Here is a well known Christian author who is certainly not on the fringes of Christian thought:

If we receive the testimony of men, the testimony of God is greater, for this is the testimony of God that he has borne concerning his Son. Whoever believes in the Son of God has the testimony in himself. Whoever does not believe God has made him a liar, because he has not believed in the testimony that God has borne concerning his Son. And this is the testimony, that God gave us eternal life, and this life is in his Son. Whoever has the Son has life; whoever does not have the Son of God does not have life. I write these things to you who believe in the name of the Son of God, that you may know that you have eternal life. - 1 John 5:9-13

And we know that we are of God, and the whole world lieth in wickedness. And we know that the Son of God is come, and hath given us an understanding, that we may know him that is true, and we are in him that is true, even in his Son Jesus Christ. This is the true God, and eternal life. - 1 John 5:19-20

Know: to perceive by any of the senses, to turn the eyes, the mind, the attention to anything, to experience any state or condition

How unexpected it would be (given all that Jesus promised regarding the sending of the Holy Spirit to live in each believer and the role of that Spirit in testifying, teaching, reminding, and guiding that same believer) if no self-authenticating, veridical and unmistakable Spirit of God were experienced by the believer.
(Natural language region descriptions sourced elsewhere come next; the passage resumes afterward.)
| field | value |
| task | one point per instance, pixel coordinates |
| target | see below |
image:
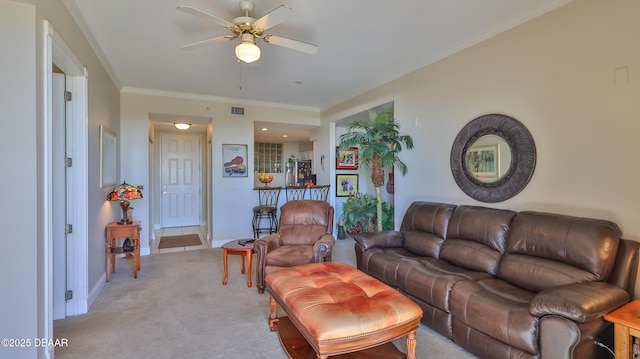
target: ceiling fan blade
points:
(200, 13)
(214, 40)
(292, 44)
(273, 18)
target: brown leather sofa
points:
(304, 236)
(506, 284)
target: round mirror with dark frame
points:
(493, 158)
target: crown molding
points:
(228, 100)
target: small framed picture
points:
(234, 161)
(483, 161)
(346, 184)
(347, 159)
(107, 157)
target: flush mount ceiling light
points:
(247, 51)
(182, 125)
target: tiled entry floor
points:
(178, 231)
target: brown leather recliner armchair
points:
(304, 236)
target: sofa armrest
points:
(386, 239)
(323, 247)
(581, 302)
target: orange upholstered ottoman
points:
(336, 309)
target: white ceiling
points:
(362, 44)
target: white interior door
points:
(59, 183)
(180, 180)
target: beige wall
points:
(570, 76)
(23, 66)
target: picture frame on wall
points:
(234, 160)
(483, 161)
(346, 184)
(107, 157)
(347, 159)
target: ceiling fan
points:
(248, 29)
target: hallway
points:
(178, 231)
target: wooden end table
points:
(234, 247)
(626, 324)
(117, 230)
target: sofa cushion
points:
(498, 309)
(382, 263)
(431, 280)
(476, 237)
(546, 250)
(426, 221)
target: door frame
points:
(56, 51)
(200, 173)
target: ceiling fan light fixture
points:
(247, 51)
(182, 125)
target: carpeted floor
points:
(178, 308)
(179, 241)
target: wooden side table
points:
(626, 324)
(234, 247)
(116, 230)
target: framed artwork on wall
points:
(347, 159)
(107, 157)
(346, 184)
(234, 161)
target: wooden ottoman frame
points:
(335, 309)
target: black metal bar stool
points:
(266, 209)
(319, 193)
(295, 193)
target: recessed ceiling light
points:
(182, 125)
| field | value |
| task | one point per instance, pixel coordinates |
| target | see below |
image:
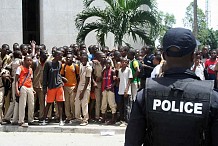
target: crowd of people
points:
(77, 83)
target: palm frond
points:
(122, 3)
(87, 3)
(135, 4)
(84, 31)
(101, 38)
(88, 13)
(141, 17)
(142, 35)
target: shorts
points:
(118, 99)
(56, 94)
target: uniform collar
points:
(180, 73)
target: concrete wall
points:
(11, 22)
(57, 23)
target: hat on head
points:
(180, 38)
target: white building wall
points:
(57, 24)
(11, 30)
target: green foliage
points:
(205, 35)
(120, 17)
(167, 21)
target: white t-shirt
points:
(18, 71)
(124, 77)
(85, 71)
(155, 71)
(199, 71)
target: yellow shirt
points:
(70, 74)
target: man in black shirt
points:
(177, 109)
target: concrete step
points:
(67, 128)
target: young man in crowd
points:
(125, 77)
(38, 67)
(210, 66)
(134, 65)
(70, 71)
(13, 109)
(24, 89)
(147, 65)
(53, 85)
(97, 79)
(108, 97)
(83, 90)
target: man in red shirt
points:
(210, 66)
(24, 89)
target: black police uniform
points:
(176, 110)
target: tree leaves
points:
(120, 17)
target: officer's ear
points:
(192, 56)
(164, 57)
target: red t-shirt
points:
(23, 72)
(210, 65)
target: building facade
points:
(49, 22)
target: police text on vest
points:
(187, 107)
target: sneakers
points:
(23, 124)
(123, 124)
(84, 123)
(43, 123)
(6, 121)
(61, 123)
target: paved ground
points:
(59, 139)
(67, 128)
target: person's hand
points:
(95, 85)
(75, 89)
(197, 62)
(98, 79)
(33, 43)
(108, 88)
(17, 93)
(126, 93)
(95, 62)
(64, 80)
(81, 95)
(44, 92)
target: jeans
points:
(125, 108)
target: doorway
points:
(31, 21)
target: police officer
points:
(177, 109)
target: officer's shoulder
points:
(140, 96)
(214, 99)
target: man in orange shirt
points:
(24, 89)
(70, 71)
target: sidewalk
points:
(67, 128)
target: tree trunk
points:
(195, 29)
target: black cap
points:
(179, 38)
Yes, there are many other Christians who have taught on this matter, here are three:

Bruce R. McConkie:

If the sole source of one's knowledge or assurance of the truth of the Lord's work comes from reason, or logic, or persuasive argument that cannot be controverted, it is not a testimony of the gospel. In its nature a testimony consists of knowledge that comes by revelation, "for the testimony of Jesus is the spirit of prophecy"...Logic and reason lead truth seekers along the path to a testimony, and they are aids in strengthening the revealed assurances of which a testimony is composed. But the actual sure knowledge which constitutes "the testimony of Jesus" must come by "the spirit of prophecy". This is received when the Holy Spirit speaks to the spirit within men; it comes when the whisperings of the still small voice are heard by the inner man. Those who have it can use logic and reason in defending their positions and in bearing their testimonies, but it is the promptings of the Spirit rather than reason alone that is the true foundation upon which the testimony rests.


Any accountable person can gain a testimony of the gospel by obedience to that law upon which the receipt of such knowledge is predicated. This is the formula:

  1. He must desire to know the truth...
  2. He must study and learn the basic facts relative to the matter involved...
  3. He must practice the principles and truths learned, conforming his life to them...
  4. He must pray to the Father in the name of Christ, in faith (Mormon Doctrine pp. 785-786, italicized emphasis in the original, bolded emphasis mine)

Harold B. Lee:

I admonish and bear you my humble witness, to the extent that we love God and lead virtuous lives we will draw close to Him till we can feel His very presence...so that we can commune with Him and interpret and feel things that could only have come from a divine source. (The Teachings of Harold B. Lee p. 422)

Joseph Smith:

It is the privilege of the children of God to come to God and get revelation....God is not a respecter of persons; we all have the same privilege (Teachings of the Presidents of the Church: Joseph Smith p. 132)

God hath not revealed anything to Joseph, but what He will make known unto the Twelve, and even the least Saint may know all things as fast as he is able to bear them, for the day must come when no man need say to his neighbor, Know ye the Lord; for all shall know Him...from the least to the greatest [see Jeremiah 31:34] (ibid p. 268)

This would not be considered a fringe view by anyone who has experienced the Spirit of God or believes, based upon the promises of the scriptures, that it is possible to do so.